Abstract:
Paddy cultivation is a vital component of Sri Lanka’s agriculture sector, directly influencing
food security and the rural economy. This study aims to model and forecast paddy production
for the Maha and Yala seasons using annual time series data for the period 1952–2024,
obtained from the Department of Census and Statistics. Autoregressive Integrated Moving
Average (ARIMA) models were developed separately for each season after achieving
stationarity through logarithmic transformation and first differencing. Model selection was
based on the Akaike Information Criterion (AIC), Schwarz Criterion (SC), and log-
likelihood measures. The optimal models identified were ARIMA (2,1,0) for Maha and
ARIMA (1,1,1) for Yala seasons. Diagnostic tests confirmed the absence of autocorrelation
and heteroscedasticity in the residuals, confirming the models’ reliability. The models
demonstrated high forecasting accuracy, with Mean Absolute Percentage Error (MAPE)

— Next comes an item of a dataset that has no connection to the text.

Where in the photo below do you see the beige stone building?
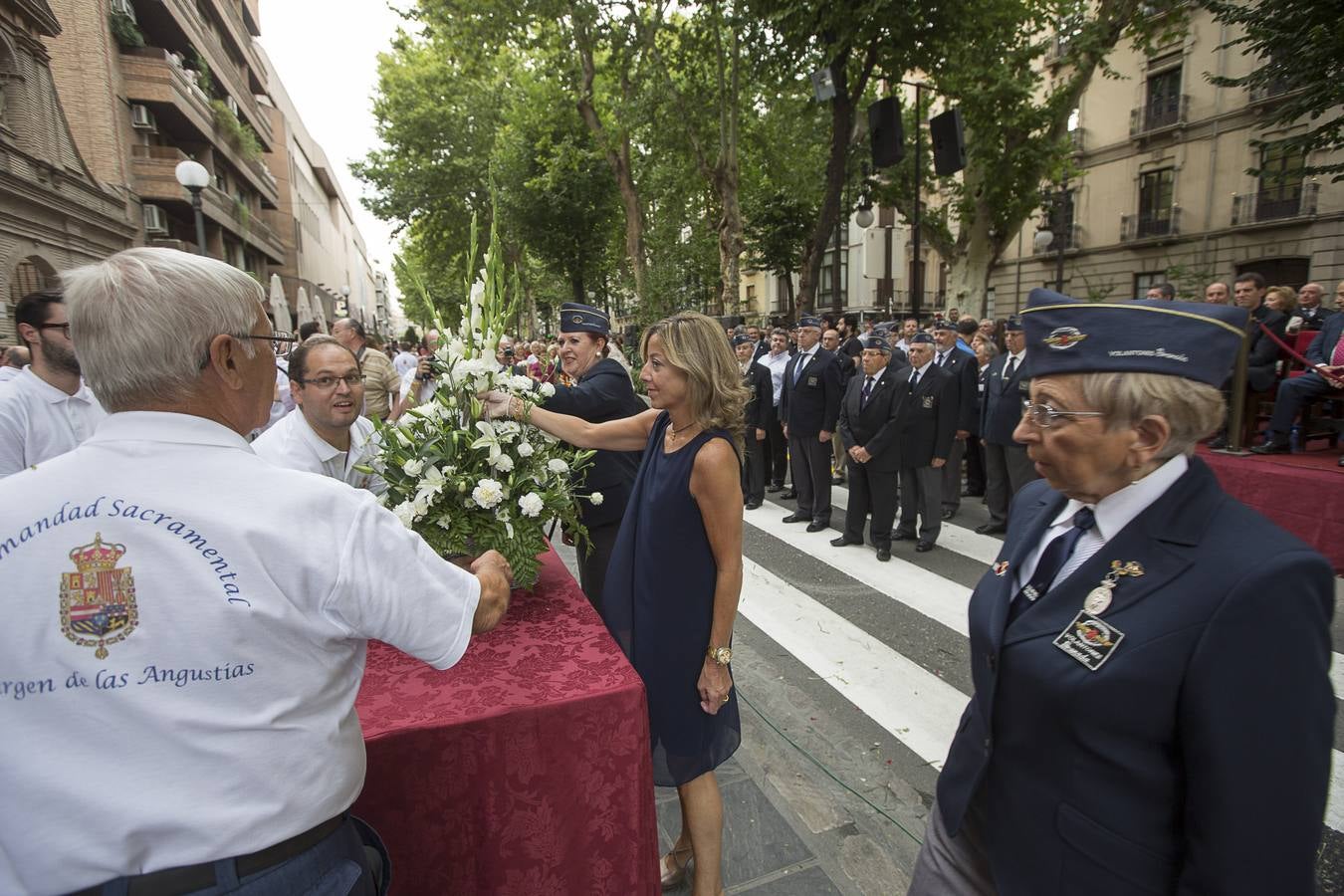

values of 9.98% and 9.73% for Maha and Yala seasons, respectively. Forecasts for the period
2025–2029 indicate a steady upward trend in paddy production in both seasons, with
consistently higher yields observed during the Maha season. These findings provide valuable
insights for policymakers and agricultural planners, particularly in strengthening food
security and optimizing resource allocation strategies.